The problem is that her freedom is incomplete. The good news she understands and receives puts her in a precarious position. She no longer has the very thing that made her valuable. As a female slave of unscrupulous masters (even the Romans thought that what the masters were doing was unseemly), her future looks dim. Certainly she highlights all that is disrupted by the call to love God and neighbor: idolatry, power, greed, a rigged legal system. But she is also a person made in the image of God who is called by the very nature God gives all of us at creation, to be and become a person who seeks justice and mercy on the path of love.

This girl, this slave, owned and obligated to use her gifts for the profit of others, is the very person for whom Jesus lives, dies, and is resurrected.

In Paul’s response, we recognize how incomplete our efforts to love others are. We live in a world where sometimes there seems to be no perfectly good choice. We all know that it is probably better to eat organic if only because by doing so we support farm workers whose health is compromised by the use of pesticides.
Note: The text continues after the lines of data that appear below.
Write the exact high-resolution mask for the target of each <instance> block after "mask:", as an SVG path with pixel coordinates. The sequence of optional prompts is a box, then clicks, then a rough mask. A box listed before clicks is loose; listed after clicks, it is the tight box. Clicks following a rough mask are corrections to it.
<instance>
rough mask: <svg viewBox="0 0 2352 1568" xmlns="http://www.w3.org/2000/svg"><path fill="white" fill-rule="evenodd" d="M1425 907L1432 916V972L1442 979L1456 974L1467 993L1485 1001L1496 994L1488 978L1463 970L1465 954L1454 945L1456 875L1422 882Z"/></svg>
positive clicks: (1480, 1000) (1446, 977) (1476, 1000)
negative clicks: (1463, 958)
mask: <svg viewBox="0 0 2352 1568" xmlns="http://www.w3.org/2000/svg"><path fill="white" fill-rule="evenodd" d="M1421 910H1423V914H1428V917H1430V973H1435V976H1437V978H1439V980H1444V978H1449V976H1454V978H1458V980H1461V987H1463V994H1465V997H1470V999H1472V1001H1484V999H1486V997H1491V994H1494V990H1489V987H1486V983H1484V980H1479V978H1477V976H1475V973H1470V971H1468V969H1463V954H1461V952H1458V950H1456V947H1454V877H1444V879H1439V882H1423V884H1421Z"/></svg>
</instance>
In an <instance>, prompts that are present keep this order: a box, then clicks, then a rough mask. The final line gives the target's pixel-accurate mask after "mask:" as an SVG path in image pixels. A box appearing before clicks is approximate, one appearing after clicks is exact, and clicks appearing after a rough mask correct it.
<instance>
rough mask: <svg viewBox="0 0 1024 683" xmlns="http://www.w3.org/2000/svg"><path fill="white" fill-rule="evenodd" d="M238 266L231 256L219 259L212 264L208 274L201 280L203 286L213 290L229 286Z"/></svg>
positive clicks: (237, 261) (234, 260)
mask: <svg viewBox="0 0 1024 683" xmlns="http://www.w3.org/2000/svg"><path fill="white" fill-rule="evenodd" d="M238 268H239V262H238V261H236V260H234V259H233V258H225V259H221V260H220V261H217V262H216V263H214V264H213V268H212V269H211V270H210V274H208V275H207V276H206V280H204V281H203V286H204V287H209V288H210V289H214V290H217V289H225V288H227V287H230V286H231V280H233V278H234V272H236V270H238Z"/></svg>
But that does not mean we can afford to do so. Maybe we should all join the environmentally conscious bike-riding hoards of Portland, but age, ability, and simply a lack of time sometimes make that just impossible. Yes, we should acquaint ourselves with the scourge of sex-trafficking, except that some of us can barely emotionally support, or survive, our own families and exposing ourselves to that level of tragedy is simply overwhelming. Not all of us share the capacity of Ann Reeves Jarvis, the Civil War peace activist and advocate for public health issues whose memory inspired the first celebration of Mother’s Day. What better example of incompleteness is Mother’s Day, a day when we rightly honor those who have loved us well, grieve the failures, loss or non-existence of that love, rejoice in our ability to offer that love, or weep at the opportunity lost or simply never had.

In her, we recognize what it is like to be at the receiving end of perhaps thoughtless good intentions, the receiving end of someone else’s help that may be true, but isn’t enough, or just isn’t what you need. The friend who is sure that one more visit to their favorite physician will surely fix your cure your incurable disease. The friends who agree with you, but won’t speak up for you because challenging the powers that be is simply to much.

Today we come together bracketed by a leave-taking and a promise, standing exactly where that slave-girl stood two millennia ago. We hope for the completion of what God has started, we wait, we are thirsty (Rev 22:17).

Perhaps this is why Jesus’ final words at his final meal are not an exhortation to better behavior or more pure motivation, but a prayer for us, that we “may be one” (John 17:21). This is not some abstract unity in God, but the very means by which our efforts, individually incomplete, are possible together. It required a unified effort to abolish legalized slavery, granting to others the freedom that the Philippian slave girl likely never experienced. It is a unified effort on the part of the members of this community to do what Christians have always done: welcome people in to this home with dignity and flavor each week at St. Paul’s Place. We come together incomplete, unfinished, today, do what it is that Christians have done since the beginning: welcome one another, sharing our gifts of bread and wine with one another, so that, by being one, we can together come to better love, and be loved by, God and our neighbor.